Il s'agit de trouver une alternative humaine à toutes les inhumanités auxquelles notre planète est soumise. 
Ce qui nécessite le rejet de trois types d’"inacceptable":
. la toute puissance du monde financier,
. l'exploitation des ressources de la planète,
. la discrimination entre ceux qui ont des papiers et ceux qui n’en ont pas.
Dans la mesure où il s’agit d’un projet universel, il ne peut qu’être flou. 
Rappelons le: il faut laisser du temps au temps. 
Car nous n'avons pas d'autre choix. 
Aujourd’hui, nous nous dirigeons en somnambule vers l’horreur absolue. 
Celle-là même que nous nous étions promis de ne jamais répéter. 
A savoir celle des... camps de concentration! 
Sait-on par exemple que, dans les centres fermés, les réfugiés reçoivent 1000 calories par jour?

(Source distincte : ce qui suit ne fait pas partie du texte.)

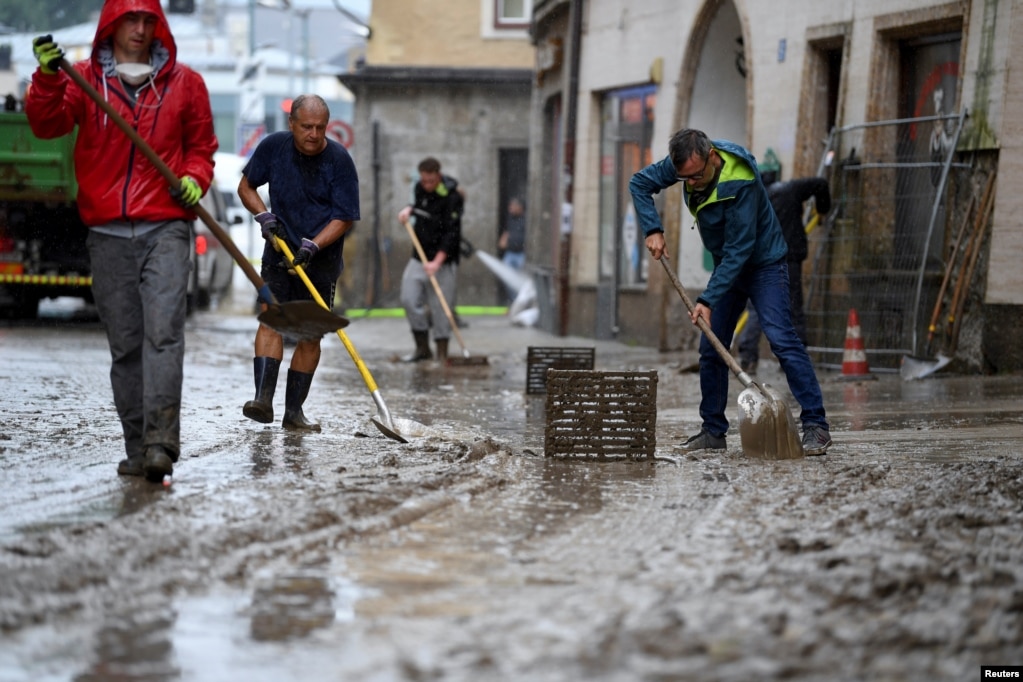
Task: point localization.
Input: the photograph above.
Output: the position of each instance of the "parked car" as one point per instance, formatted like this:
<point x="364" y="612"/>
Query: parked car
<point x="213" y="265"/>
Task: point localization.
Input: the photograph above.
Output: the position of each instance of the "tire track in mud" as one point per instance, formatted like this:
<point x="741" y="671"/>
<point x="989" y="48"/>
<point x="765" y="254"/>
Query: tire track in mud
<point x="183" y="543"/>
<point x="718" y="569"/>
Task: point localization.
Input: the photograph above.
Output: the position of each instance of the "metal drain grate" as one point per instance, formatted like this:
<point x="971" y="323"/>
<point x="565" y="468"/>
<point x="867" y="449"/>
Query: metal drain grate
<point x="602" y="415"/>
<point x="541" y="358"/>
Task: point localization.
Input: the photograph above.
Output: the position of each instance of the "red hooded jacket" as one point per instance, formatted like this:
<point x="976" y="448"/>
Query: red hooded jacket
<point x="172" y="114"/>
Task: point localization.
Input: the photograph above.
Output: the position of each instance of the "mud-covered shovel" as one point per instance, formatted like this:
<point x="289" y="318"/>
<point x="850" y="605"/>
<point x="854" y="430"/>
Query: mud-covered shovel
<point x="766" y="427"/>
<point x="393" y="427"/>
<point x="302" y="319"/>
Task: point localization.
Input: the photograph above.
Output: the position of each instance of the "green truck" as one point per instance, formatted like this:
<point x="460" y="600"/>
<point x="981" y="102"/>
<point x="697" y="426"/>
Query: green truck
<point x="42" y="238"/>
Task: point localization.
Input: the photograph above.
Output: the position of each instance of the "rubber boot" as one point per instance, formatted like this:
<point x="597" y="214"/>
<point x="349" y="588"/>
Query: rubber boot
<point x="261" y="409"/>
<point x="421" y="351"/>
<point x="295" y="396"/>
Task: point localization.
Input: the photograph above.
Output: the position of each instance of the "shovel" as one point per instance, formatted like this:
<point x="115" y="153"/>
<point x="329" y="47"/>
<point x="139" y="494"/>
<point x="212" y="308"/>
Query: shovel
<point x="465" y="359"/>
<point x="765" y="424"/>
<point x="391" y="427"/>
<point x="302" y="319"/>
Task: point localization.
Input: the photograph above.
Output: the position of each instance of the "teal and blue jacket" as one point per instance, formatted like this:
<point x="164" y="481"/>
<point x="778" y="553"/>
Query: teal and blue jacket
<point x="737" y="222"/>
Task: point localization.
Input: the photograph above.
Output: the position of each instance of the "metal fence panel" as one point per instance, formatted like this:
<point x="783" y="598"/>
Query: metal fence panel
<point x="880" y="248"/>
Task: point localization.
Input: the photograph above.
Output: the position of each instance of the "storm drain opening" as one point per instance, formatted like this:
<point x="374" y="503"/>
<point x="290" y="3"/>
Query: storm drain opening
<point x="541" y="358"/>
<point x="601" y="415"/>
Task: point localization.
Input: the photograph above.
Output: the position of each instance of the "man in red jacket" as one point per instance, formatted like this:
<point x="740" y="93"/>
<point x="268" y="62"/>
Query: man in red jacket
<point x="138" y="231"/>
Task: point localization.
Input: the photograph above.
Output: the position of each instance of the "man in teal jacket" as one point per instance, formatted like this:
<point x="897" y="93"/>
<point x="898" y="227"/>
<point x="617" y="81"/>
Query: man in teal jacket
<point x="724" y="194"/>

Soit à peine plus que les 800 dont avaient à se contenter les victimes de la Shoa...?» 

Propositions ? Euuuh... 

Les propositions à présenter?
De l'altermondialisme à la simplicitévolontaire en passant par la décroissance, la créativité culturelle, l'allocation universelle (4), le développement durable (5), le business social (6), l'économie sociale (7), la responsabilité sociétale des entreprises et/ou des acteurs économiques (8), la finance solidaire ou  responsable (9), le commerce équitable (10), la monnaie sociale (11), la transition écologique et économique (12), le Revenu de Transition Economique (13), le post-capitalisme (14) ou le post-libéralisme (15)...: une série impressionnante de courants de pensée et modes de vie émergents pourraient servir de points d'appui aux indignés.
Qui s'abstiennent pourtant de toute source d'inspiration de ce type. 
Explicitement en tout cas, aucune référence n'est faite à ce qui existe. 
On semble préférer repartir de zéro. 
Et vouloir tout (ré)inventer par soi-même. 
Qui plus est, souvent, sans faire appel au moindre spécialiste, qu'il soit économiste, politologue, juriste ou autre. 
Côté jardin, un tel choix assure de ne pas se faire récupérer.
Mais côté cour, il expose à un triple risque...
. Celui de réinventer la poudre.
. Celui, en perdant du temps, de manquer une hypothétique fenêtre d'opportunité historique.
. Celui, enfin, dénoncé en son temps par Alexis de Tocqueville...   
«Dans la démocratie, les simples citoyens voient un homme qui sort de leurs rangs et qui parvient en peu d'années à la richesse et à la puissance, écrivait le penseur français.
Ce spectacle excite leur surprise et leur envie.
Ils recherchent comment celui qui était hier leur égal est aujourd'hui revêtu du droit de les diriger. 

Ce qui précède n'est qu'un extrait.